Re: [patch] SLQB slab allocator

linux-mm.kvack.org archive mirror
 help / color / mirror / Atom feed

From: Andi Kleen <andi@firstfloor.org>
To: Nick Piggin <npiggin@suse.de>
Cc: Andi Kleen <andi@firstfloor.org>,
	Pekka Enberg <penberg@cs.helsinki.fi>,
	Linux Memory Management List <linux-mm@kvack.org>,
	Linux Kernel Mailing List <linux-kernel@vger.kernel.org>,
	Andrew Morton <akpm@linux-foundation.org>,
	Lin Ming <ming.m.lin@intel.com>,
	"Zhang, Yanmin" <yanmin_zhang@linux.intel.com>,
	Christoph Lameter <clameter@engr.sgi.com>
Subject: Re: [patch] SLQB slab allocator
Date: Fri, 23 Jan 2009 12:57:31 +0100	[thread overview]
Message-ID: <20090123115731.GO15750@one.firstfloor.org> (raw)
In-Reply-To: <20090123112555.GF19986@wotan.suse.de>

On Fri, Jan 23, 2009 at 12:25:55PM +0100, Nick Piggin wrote:
> > > +#ifdef CONFIG_SLQB_SYSFS
> > > +	struct kobject kobj;	/* For sysfs */
> > > +#endif
> > > +#ifdef CONFIG_NUMA
> > > +	struct kmem_cache_node *node[MAX_NUMNODES];
> > > +#endif
> > > +#ifdef CONFIG_SMP
> > > +	struct kmem_cache_cpu *cpu_slab[NR_CPUS];
> > 
> > Those both really need to be dynamically allocated, otherwise
> > it wastes a lot of memory in the common case
> > (e.g. NR_CPUS==128 kernel on dual core system). And of course
> > on the proposed NR_CPUS==4096 kernels it becomes prohibitive.
> > 
> > You could use alloc_percpu? There's no alloc_pernode 
> > unfortunately, perhaps there should be one. 
> 
> cpu_slab is dynamically allocated, by just changing the size of
> the kmem_cache cache at boot time. 

You'll always have at least the MAX_NUMNODES waste because
you cannot tell the compiler that the cpu_slab field has 
moved.

> Probably the best way would
> be to have dynamic cpu and node allocs for them, I agree.

It's really needed.

> Any plans for an alloc_pernode?

It shouldn't be very hard to implement. Or do you ask if I'm volunteering? @)

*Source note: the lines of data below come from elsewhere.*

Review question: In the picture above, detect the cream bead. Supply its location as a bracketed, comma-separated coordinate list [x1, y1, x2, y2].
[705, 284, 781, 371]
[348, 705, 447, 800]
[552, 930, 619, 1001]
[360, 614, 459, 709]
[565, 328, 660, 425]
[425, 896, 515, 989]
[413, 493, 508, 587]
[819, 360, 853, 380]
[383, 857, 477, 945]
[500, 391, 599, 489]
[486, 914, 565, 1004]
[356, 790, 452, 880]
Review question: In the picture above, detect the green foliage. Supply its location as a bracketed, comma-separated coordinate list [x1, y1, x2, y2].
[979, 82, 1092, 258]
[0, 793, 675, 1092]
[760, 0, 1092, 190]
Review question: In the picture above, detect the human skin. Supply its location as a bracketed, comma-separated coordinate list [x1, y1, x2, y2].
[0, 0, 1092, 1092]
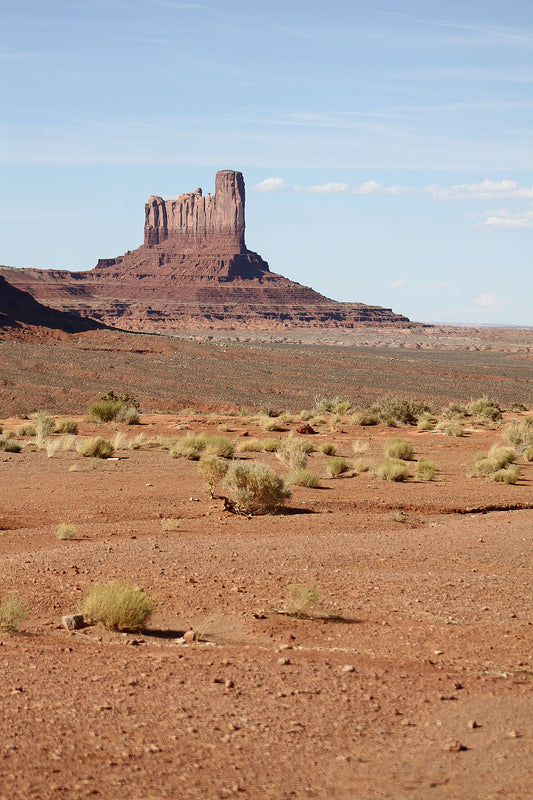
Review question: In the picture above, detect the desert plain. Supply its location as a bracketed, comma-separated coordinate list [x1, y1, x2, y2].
[0, 327, 533, 800]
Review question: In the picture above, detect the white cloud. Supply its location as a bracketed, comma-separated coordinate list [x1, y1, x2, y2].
[474, 294, 509, 309]
[253, 178, 293, 192]
[482, 210, 533, 231]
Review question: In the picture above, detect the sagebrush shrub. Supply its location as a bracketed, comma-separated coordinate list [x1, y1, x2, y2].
[383, 438, 415, 461]
[83, 581, 155, 631]
[76, 436, 114, 458]
[224, 462, 291, 514]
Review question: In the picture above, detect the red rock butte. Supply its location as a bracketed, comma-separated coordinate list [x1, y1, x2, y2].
[0, 170, 413, 333]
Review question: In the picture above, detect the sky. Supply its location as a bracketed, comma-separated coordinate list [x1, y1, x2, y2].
[0, 0, 533, 325]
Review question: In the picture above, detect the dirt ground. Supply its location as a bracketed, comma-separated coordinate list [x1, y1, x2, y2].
[0, 392, 533, 800]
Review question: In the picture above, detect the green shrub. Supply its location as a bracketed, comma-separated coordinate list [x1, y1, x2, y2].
[489, 467, 520, 483]
[225, 462, 291, 514]
[16, 422, 37, 436]
[383, 438, 415, 461]
[83, 581, 155, 631]
[285, 469, 320, 489]
[326, 456, 351, 478]
[283, 582, 320, 618]
[76, 436, 114, 458]
[0, 436, 22, 453]
[198, 455, 228, 497]
[415, 461, 437, 481]
[54, 419, 78, 434]
[87, 400, 123, 422]
[56, 522, 78, 539]
[376, 458, 409, 481]
[505, 416, 533, 449]
[0, 592, 27, 634]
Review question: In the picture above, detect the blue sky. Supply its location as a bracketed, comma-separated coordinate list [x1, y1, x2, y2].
[0, 0, 533, 325]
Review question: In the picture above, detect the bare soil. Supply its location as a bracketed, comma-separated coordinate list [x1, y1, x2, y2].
[0, 392, 533, 800]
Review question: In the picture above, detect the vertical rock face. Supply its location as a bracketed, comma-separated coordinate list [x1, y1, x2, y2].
[144, 170, 246, 254]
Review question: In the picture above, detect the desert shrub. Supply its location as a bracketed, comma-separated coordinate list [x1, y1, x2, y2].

> > > + * - investiage performance with memoryless nodes. Perhaps CPUs can be given
> > > + *   a default closest home node via which it can use fastpath functions.
> > 
> > FWIW that is what x86-64 always did. Perhaps you can just fix ia64 to do 
> > that too and be happy.
> 
> What if the node is possible but not currently online?

Nobody should allocate on it then.

> > > +/* Not all arches define cache_line_size */
> > > +#ifndef cache_line_size
> > > +#define cache_line_size()	L1_CACHE_BYTES
> > > +#endif
> > > +
> > 
> > They should. better fix them?
> 
> git grep -l -e cache_line_size arch/ | egrep '\.h$'
> 
> Only ia64, mips, powerpc, sparc, x86...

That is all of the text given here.